J'ai raconté il y a un petit moment, ma visite au Salon du Livre et l'achat de bouquins qui en découla. J'ai lu, tout... presque tout... Parce que j'en ai donné aussi, sans les lire avant, me disant que j'aurais bien une occasion de retrouver ces pages dans un autre temps.

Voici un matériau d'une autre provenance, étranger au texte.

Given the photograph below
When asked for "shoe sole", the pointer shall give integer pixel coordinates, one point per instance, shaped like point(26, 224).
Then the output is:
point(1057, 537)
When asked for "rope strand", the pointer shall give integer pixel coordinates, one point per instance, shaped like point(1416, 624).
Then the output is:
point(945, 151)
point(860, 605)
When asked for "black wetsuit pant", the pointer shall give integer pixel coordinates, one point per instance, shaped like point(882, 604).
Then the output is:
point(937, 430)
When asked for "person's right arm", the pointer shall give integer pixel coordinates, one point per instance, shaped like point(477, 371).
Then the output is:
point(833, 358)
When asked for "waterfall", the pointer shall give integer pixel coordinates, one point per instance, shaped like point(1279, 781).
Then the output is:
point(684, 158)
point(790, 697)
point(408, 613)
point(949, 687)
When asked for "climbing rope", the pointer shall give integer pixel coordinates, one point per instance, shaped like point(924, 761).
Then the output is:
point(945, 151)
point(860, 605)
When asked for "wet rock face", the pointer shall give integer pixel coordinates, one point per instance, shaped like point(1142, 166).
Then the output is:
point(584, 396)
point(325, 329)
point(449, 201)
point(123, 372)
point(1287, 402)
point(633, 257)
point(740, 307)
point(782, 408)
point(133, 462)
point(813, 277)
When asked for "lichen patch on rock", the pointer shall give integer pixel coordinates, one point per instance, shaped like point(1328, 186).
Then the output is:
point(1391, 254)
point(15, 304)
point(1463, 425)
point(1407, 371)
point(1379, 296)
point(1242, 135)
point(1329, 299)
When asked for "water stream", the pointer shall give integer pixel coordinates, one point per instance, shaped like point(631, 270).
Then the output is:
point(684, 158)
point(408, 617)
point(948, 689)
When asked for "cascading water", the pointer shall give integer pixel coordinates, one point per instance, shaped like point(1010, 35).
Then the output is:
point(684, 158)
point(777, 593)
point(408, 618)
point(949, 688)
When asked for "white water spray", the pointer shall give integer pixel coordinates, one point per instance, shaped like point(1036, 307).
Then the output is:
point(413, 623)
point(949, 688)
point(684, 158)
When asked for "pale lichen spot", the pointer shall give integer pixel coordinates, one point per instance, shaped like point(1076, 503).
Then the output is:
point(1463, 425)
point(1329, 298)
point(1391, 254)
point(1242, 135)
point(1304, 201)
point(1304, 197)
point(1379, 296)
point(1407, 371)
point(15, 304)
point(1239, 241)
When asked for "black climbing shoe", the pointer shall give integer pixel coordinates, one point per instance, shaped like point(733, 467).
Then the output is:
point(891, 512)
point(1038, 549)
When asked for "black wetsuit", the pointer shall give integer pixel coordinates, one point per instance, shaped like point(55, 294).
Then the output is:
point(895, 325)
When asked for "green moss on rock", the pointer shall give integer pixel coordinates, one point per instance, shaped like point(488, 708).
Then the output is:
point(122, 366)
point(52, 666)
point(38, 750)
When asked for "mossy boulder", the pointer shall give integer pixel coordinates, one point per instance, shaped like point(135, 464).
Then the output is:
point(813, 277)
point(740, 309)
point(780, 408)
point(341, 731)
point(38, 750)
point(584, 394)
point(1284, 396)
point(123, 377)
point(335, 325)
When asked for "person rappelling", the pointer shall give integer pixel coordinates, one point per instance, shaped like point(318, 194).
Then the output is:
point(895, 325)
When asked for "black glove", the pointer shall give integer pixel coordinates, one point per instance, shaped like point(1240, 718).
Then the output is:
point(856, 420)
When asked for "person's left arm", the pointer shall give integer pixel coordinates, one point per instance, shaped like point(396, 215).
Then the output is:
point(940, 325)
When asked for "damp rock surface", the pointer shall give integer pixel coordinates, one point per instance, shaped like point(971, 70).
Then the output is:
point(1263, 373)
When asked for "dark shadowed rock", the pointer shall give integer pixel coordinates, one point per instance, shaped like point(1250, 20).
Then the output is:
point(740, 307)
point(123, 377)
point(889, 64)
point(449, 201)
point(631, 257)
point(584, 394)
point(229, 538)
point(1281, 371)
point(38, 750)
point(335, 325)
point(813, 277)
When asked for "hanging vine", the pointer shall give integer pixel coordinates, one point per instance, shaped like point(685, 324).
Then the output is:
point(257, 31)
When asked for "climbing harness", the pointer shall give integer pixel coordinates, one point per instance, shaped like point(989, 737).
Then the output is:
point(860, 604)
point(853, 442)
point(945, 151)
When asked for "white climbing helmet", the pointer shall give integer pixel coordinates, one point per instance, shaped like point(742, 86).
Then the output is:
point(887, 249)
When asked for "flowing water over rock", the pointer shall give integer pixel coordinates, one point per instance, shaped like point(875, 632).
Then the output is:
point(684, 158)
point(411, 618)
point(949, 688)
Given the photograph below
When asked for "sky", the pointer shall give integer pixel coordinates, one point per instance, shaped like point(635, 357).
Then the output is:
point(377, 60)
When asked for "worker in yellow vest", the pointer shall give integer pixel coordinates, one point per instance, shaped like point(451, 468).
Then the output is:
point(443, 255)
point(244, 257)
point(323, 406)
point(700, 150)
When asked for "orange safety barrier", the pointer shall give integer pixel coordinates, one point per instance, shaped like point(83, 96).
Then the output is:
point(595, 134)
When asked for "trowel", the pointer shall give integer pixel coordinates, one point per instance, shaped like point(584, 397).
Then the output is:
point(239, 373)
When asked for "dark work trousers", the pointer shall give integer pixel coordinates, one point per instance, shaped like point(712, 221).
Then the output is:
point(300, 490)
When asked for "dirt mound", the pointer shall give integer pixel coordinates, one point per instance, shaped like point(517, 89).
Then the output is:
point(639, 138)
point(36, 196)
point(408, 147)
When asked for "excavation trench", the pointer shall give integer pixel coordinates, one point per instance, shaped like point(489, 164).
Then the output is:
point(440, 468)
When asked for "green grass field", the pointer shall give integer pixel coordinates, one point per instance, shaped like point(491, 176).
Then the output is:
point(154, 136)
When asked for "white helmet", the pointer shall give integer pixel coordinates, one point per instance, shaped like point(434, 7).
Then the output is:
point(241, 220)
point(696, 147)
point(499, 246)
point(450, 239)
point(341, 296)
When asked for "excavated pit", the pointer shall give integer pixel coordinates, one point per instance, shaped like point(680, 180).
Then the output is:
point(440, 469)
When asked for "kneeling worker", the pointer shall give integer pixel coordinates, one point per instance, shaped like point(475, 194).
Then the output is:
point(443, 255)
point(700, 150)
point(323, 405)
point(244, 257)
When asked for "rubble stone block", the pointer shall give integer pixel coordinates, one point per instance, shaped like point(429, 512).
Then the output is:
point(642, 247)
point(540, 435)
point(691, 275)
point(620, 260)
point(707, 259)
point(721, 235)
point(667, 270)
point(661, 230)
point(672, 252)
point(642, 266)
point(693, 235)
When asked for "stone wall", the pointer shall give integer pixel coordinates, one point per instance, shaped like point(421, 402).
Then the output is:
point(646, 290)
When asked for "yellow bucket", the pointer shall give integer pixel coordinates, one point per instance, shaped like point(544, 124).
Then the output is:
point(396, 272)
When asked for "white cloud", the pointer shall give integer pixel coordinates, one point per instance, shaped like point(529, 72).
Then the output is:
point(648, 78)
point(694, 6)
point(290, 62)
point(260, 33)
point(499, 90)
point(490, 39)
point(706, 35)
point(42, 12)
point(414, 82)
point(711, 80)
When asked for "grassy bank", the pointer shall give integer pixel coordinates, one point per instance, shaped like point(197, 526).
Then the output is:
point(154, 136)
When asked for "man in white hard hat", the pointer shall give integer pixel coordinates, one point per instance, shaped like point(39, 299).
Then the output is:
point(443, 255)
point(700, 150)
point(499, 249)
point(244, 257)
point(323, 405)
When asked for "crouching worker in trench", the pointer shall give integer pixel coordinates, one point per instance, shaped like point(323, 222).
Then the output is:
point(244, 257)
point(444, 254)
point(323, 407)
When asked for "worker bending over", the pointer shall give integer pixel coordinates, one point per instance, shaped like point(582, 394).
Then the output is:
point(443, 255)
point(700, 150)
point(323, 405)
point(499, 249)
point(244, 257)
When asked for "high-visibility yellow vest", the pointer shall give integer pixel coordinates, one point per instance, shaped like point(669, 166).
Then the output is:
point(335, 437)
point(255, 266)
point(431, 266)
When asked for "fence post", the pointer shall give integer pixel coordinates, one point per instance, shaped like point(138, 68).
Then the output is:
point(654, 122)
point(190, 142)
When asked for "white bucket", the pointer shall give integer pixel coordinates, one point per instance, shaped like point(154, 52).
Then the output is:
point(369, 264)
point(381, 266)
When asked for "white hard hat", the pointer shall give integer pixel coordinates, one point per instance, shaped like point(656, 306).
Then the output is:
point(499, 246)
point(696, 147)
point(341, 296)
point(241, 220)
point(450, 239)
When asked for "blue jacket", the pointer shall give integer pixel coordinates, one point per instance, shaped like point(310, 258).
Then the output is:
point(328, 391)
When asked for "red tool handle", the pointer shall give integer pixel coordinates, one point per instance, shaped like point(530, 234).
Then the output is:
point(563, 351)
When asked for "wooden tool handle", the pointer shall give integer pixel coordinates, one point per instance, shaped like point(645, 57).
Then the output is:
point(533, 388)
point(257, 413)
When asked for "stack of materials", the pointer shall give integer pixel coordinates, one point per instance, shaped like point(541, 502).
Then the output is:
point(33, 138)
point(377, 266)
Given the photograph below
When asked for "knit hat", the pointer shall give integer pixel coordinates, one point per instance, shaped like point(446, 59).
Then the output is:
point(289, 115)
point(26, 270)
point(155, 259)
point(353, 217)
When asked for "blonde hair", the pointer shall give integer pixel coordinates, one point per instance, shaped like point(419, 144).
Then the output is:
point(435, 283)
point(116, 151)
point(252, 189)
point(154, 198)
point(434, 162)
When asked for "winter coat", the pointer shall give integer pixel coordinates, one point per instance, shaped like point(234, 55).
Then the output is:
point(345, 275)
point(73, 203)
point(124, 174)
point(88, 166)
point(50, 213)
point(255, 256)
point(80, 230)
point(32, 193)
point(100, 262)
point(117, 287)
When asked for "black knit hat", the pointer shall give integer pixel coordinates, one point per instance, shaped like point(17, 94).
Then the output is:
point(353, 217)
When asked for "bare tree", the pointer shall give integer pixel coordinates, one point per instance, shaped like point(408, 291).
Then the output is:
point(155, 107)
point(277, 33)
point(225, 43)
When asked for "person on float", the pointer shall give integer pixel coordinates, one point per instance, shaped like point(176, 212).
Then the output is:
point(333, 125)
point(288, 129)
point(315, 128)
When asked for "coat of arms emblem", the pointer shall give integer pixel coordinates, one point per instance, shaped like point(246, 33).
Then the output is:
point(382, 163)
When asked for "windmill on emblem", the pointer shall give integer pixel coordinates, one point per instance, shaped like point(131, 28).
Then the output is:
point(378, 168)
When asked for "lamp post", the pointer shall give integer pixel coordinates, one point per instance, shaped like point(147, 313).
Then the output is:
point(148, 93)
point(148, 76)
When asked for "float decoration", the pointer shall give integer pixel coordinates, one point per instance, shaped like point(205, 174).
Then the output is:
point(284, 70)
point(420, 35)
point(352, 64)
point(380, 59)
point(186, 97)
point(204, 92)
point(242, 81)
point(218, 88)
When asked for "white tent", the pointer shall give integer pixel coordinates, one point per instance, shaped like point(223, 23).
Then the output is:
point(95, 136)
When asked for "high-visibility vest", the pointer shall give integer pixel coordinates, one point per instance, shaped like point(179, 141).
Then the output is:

Présentement, je suis à achever L'énigme du retour, de Laferrière et je me retrouve sous le charme, entièrement, totalement, à un point que je n'espérais plus ressentir depuis longtemps. Et je lis les critiques parues sur ce livre. Elles me laissent sur ma faim. Oui, on y dit que le roman est excellent, on lui attribut toutes les petites étoiles disponibles... mais aucune de ces critiques ne me parle de ce que, moi, je ressens, face à cette lecture. Et je ne sais même pas si je pourrais le faire moi-même.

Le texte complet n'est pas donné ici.